Die internationale Standortkonkurrenz ist groß. Als wichtigster und am weitesten fortgeschrittener Chiphersteller weltweit gilt TSMC in Taiwan, der vielleicht auch nach Europa kommen könnte. Schon bis 2025 will China insgesamt 1400 Milliarden US-Dollar in Hochtechnologie investieren, einen Großteil davon speziell in die Halbleiterindustrie. Die USA haben mit dem Chips and Science Act 52,7 Milliarden US-Dollar zur Ankurbelung der heimischen Halbleiterproduktion vorgesehen. Der EU Chips Act könne da nur ein "Puzzlestück" und eine "Facette" sein, um im internationalen Wettlauf auf diesem Gebiet zu bestehen, ist Hahn realistisch. Der Fokus liege darauf, die europäische Wirtschaft von innen heraus zu stärken und resilient zu machen, um wettbewerbsfähig zu sein. Ein Aspekt dabei sei das Erfordernis, Europa von Abhängigkeiten bei Rohstoffen etwa aus China zu lösen.

Umstritten war der Ansatz der Kommission, nur modernste und einzigartige Fertigungstechnik fördern zu wollen ("first of a kind"). Dazu sollten etwa Halbleiter mit Strukturen von 2 Nanometern und feiner sowie Chips der "nächsten Generation" zählen. Das zielte vor allem auf Megaprojekte für einige große Firmen mit staatlicher Beihilfe. Die Volksvertreter haben hier laut Hahn durchgesetzt, auch das Wachstum kleinerer Initiativen voranzubringen, wenn diese etwa zum "grünen und digitalen Wandel" beitragen. So spielen nun die Klimaauswirkungen elektronischer Systeme, die Nachhaltigkeit von Chips und die Kreislaufwirtschaft eine größere Rolle. "Mehr Nutznießer werden profitieren", hebt die Parlamentarierin hervor. Darunter auch bestehende Einrichtungen, die modernisiert werden können, Effekte über die einzelne Firma und Mitgliedsstaat hinaus haben und eine Verbesserung der Energie- oder Umweltleistung erreichen.

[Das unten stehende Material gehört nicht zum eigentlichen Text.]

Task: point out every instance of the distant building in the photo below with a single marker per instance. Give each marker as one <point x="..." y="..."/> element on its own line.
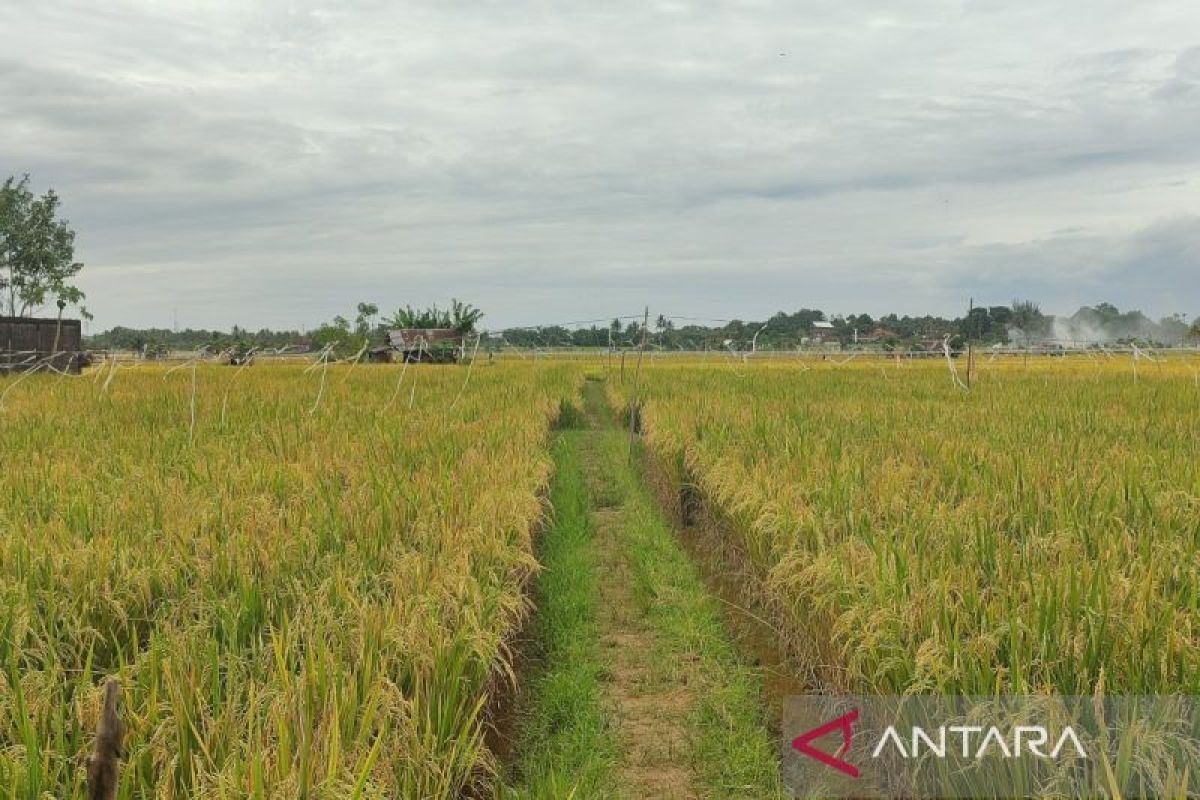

Der Anteil der Beihilfe dürfe für kleine Unternehmen bis zu 90 Prozent, im Mittelstand bis zu 80 Prozent betragen, führte Hahn aus. Zudem soll eine "Gemeinsame Unternehmung für Chips" (Joint Undertaking) Design- und Exzellenzzentren einrichten, Dienstleistungen auch für Start-ups erbringen, Schulungen durchführen, Pilot-Plattformen aufbauen und bei der Suche nach Investoren helfen. Weiteres Anliegen sei es, mit der Verordnung den Wissens- und Qualifikationsmangel im technischen und naturwissenschaftlichen Bereich zu bekämpfen, um dem Fachkräftemangel in der Halbleiterindustrie entgegenzuwirken. Ferner hätten die Verhandlungsführer die Notstandsbefugnisse der Kommission im Falle einer Halbleiterkrise klarer definiert und etwa auf schwerwiegende Störungen und erhebliche Engpässe beschränkt. Zugleich solle der Halbleiterkreislauf erstmals ordnungsgemäß kartiert werden.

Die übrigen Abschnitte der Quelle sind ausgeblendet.